OTI Online
Fall 1997

United Kingdom: New Labour, New Women
by Kelly Candaele

 

At five o'clock A.M. on May 2, newly elected British Prime Minister Tony Blair climbed atop a stage to face the glistening Thames River, a phalanx of television cameras and several thousand weary but excited supporters. Blair paused briefly, letting the blasting music of a popular rock band subside before uttering the cliche everyone had been waiting for: 'It's a new dawn in Britain."

Just hours earlier, British voters had given Blair's "new" Labour party a 179-seat majority in Parliament, its biggest victory since 1945, and handed the Conservatives a humiliating defeat. After 18 years of Conservative rule, Prime Minister John Major and his fellow Tories were not just shown the door, they were booted out.
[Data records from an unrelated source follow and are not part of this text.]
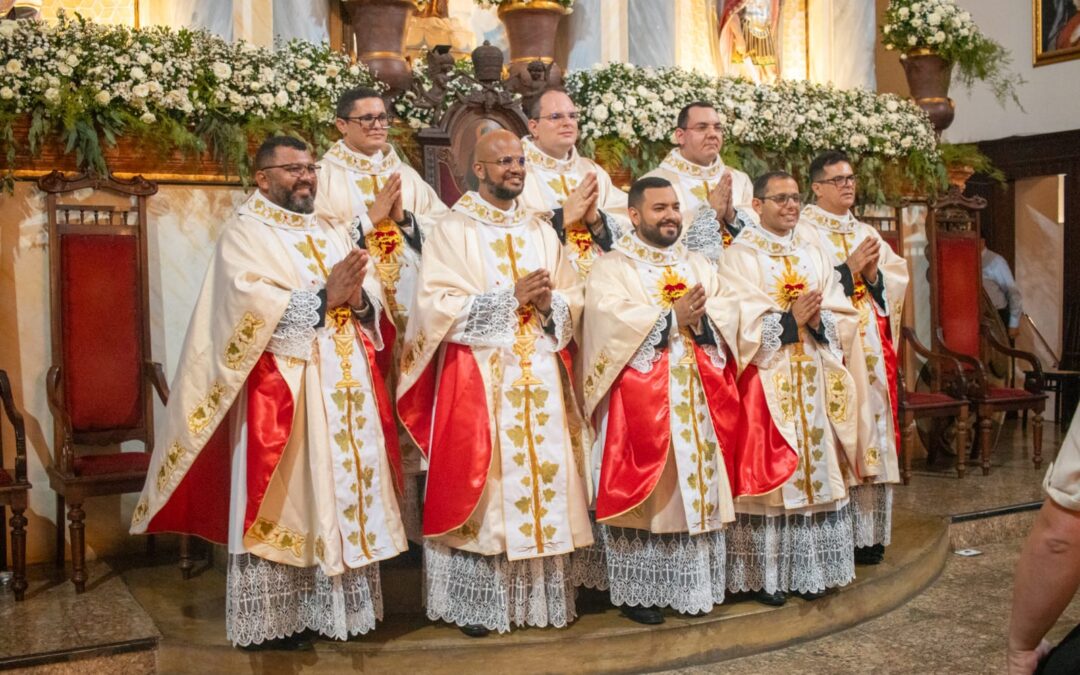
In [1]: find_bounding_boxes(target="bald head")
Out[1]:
[473,129,525,208]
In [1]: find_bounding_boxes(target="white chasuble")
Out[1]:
[721,226,859,510]
[799,205,908,483]
[522,137,631,276]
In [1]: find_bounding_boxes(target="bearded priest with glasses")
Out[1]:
[522,90,630,278]
[315,87,447,542]
[397,130,593,637]
[798,150,908,565]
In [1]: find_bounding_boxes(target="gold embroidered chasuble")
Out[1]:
[399,192,592,561]
[521,137,632,276]
[315,140,448,474]
[132,192,407,575]
[798,205,908,483]
[710,225,859,510]
[582,232,738,535]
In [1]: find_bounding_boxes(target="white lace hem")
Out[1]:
[597,525,727,613]
[549,293,573,350]
[629,312,667,373]
[727,504,855,593]
[683,204,724,262]
[423,541,577,633]
[821,309,843,361]
[848,483,892,548]
[225,553,382,647]
[267,291,322,361]
[751,312,784,368]
[461,288,517,348]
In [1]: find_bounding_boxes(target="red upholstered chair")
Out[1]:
[927,188,1047,475]
[0,370,30,600]
[38,172,181,592]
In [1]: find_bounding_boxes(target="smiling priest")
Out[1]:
[397,130,593,636]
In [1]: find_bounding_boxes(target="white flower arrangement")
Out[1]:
[0,12,376,180]
[881,0,1024,106]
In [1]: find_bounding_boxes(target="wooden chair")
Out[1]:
[927,188,1047,475]
[0,370,30,600]
[38,172,190,593]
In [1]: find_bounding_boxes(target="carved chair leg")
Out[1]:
[1031,410,1042,469]
[11,507,26,600]
[68,503,86,593]
[180,535,194,579]
[55,495,67,569]
[900,411,915,485]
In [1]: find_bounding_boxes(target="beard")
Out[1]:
[638,218,683,248]
[269,180,315,214]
Estelle Morris, a member of Parliament from Yardly, a middleclass suburb of Birmingham, did not join Blair on stage in the early hours after the election. Morris was where she had been for the previous six weeks of the campaign, celebrating with her supporters three hours north of London. For Morris, Labour's "new dawn" is not just the opportunity to gently alter the direction of British politics after nearly two decades of Margaret Thatcher and John Major; it represents a sea change in the role of women in British politics. On May 1, 120 women - 101 from the Labour party - were sent to Parliament by voters, almost doubling the previous number. Incredibly, only 167 women have been elected to Parliament in the history of British politics, a cruel indication of the third-class status of women in British political life, despite the impact of Margaret Thatcher's 13 years as prime minister.

"We are not going to sit in the back of the room," Morris stated shortly after her 5,000-vote victory. "We're going to change the culture of British politics."

While Labour's victory was predicted long in advance - no poll during the two years of Blair's Labour party leadership showed less than a 15-point lead - no one predicted that women would emerge from the election in such dramatic fashion. But the rise of women to positions of power within the Labour party did not happen by accident. Like most political transformations, it followed a process of struggle, creativity and individual leadership. Labour Member of Parliament (MP) Clare Short, now the newly appointed Secretary of State for International Development, realized years ago that women in most of western Europe and Scandinavia tended to vote Socialist or Social Democratic, hi Britain, Short suggested, women exhibited a "political time lag" related to the absence of large numbers of women in the workplace.

In an interview three weeks after the election, Short said, "Historically, when women were confined to the home once they had children, they tended to be small conservatives in their personal values and large conservatives in their voting. When they move into the labor market, which they have done in massive numbers here, their world view changed profoundly. . .they develop more awareness of broader issues that impacts their politics. This is good news for progressive parties everywhere."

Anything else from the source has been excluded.